- The Washington Times - Sunday, April 18, 2021

The Biden administration said Sunday it is weighing possible punishments on Russia amid reports of the deteriorating condition of jailed Russian opposition leader Alexei Navalny, who is in the third week of a hunger strike to protest his treatment by the government of President Vladimir Putin.

Allies of Mr. Navalny, one of Mr. Putin’s most effective critics and the target of a poisoning attempt last year as he campaigned against the Kremlin, are calling for major protests in Moscow and St. Petersburg Wednesday to highlight what they say are Mr. Navalny’s lack of adequate health care and the government’s repression of his movement. The protest would come on the same day as Mr. Putin’s planned State of the Nation address.

Mr. Navalny has been on a hunger strike in jail since the beginning of the month to protest what he says is the refusal of prison officials to address his ailments, which apparently are tied to his near-fatal poisoning by a Soviet-era nerve gas agent. Supporters say the 44-year-old Mr. Navalny faces kidney failure soon if he is not properly treated.

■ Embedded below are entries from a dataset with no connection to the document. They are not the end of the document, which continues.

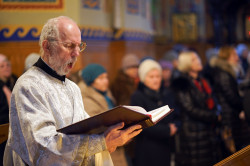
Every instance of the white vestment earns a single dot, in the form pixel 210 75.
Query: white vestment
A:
pixel 41 104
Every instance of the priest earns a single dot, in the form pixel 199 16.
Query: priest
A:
pixel 43 100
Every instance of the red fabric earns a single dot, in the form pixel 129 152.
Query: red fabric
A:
pixel 204 87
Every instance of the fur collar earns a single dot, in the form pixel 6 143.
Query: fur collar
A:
pixel 223 65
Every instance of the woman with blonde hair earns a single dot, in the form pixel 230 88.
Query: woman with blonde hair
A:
pixel 152 147
pixel 197 112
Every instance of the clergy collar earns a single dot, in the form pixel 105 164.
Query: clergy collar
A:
pixel 42 65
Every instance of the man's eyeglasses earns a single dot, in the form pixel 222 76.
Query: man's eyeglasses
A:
pixel 71 46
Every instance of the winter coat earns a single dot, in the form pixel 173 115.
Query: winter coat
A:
pixel 197 137
pixel 122 88
pixel 95 103
pixel 152 145
pixel 4 107
pixel 227 92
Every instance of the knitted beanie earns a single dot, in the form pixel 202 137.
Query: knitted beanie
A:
pixel 91 72
pixel 30 60
pixel 146 66
pixel 130 60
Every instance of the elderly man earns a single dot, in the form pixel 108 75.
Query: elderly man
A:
pixel 43 101
pixel 6 75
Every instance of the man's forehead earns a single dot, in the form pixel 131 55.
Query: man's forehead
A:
pixel 67 29
pixel 2 58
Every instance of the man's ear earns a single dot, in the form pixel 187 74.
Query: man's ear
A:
pixel 46 46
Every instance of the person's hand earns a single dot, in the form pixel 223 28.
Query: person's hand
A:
pixel 115 137
pixel 173 129
pixel 242 115
pixel 219 118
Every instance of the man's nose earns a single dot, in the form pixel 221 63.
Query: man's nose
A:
pixel 76 52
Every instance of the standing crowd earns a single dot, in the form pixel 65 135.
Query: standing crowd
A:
pixel 210 121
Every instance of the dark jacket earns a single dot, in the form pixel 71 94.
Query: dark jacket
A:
pixel 227 92
pixel 152 144
pixel 122 88
pixel 197 138
pixel 4 107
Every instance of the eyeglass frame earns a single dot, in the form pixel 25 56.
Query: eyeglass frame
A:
pixel 72 45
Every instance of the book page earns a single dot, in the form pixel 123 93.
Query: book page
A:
pixel 136 108
pixel 159 113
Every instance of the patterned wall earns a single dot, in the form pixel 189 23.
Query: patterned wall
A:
pixel 31 4
pixel 13 32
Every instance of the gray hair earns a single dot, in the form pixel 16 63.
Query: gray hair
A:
pixel 50 31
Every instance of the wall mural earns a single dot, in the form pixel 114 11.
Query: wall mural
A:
pixel 19 33
pixel 31 4
pixel 32 33
pixel 132 7
pixel 184 27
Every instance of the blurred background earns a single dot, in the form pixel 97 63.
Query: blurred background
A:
pixel 113 28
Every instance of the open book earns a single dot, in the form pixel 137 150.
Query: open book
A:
pixel 130 115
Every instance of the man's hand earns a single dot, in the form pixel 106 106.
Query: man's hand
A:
pixel 115 137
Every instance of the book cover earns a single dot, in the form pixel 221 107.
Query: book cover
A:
pixel 99 123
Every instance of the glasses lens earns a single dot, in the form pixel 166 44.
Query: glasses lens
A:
pixel 82 46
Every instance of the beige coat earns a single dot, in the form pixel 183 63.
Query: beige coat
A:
pixel 95 103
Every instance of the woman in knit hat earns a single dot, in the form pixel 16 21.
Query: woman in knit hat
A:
pixel 227 91
pixel 126 80
pixel 193 95
pixel 97 99
pixel 153 145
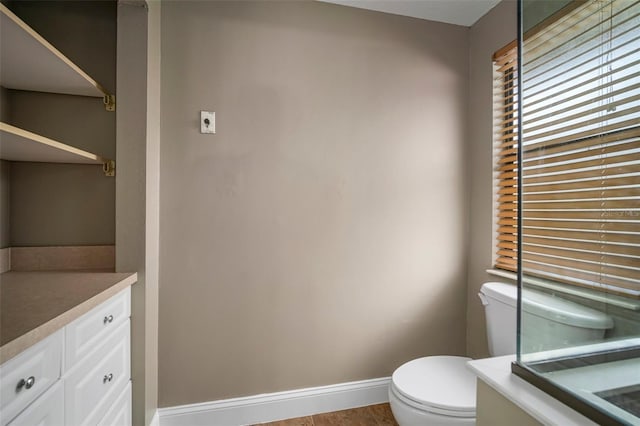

President Biden on Saturday called the dissident’s plight “totally unfair and totally inappropriate,” and National Security Adviser Jake Sullivan told CNN’s “State of the Union” on Sunday that Washington is monitoring the situation closely and prepared to act if Mr. Navalny dies.

“We have communicated to the Russian government that what happens to Mr. Navalny in their custody is their responsibility and they will be held accountable by the international community,” Mr. Sullivan said, while declining to “telegraph” what specific measures the U.S. and its allies might take. The U.S. and Russia last week traded sanctions and the expulsion of diplomats over the Biden administration’s conclusion that Mr. Putin’s government orchestrated the SolarWinds hacking of private and government computer networks and had also tried to interfere once against with the U.S. presidential election last year.

Russia has denied the charges and lodged its own protests over Mr. Biden’s agreeing to a characterization in a television interview last month that Mr. Putin, a former KGB agent who has ruled Russia since the turn of the century, was “a killer.”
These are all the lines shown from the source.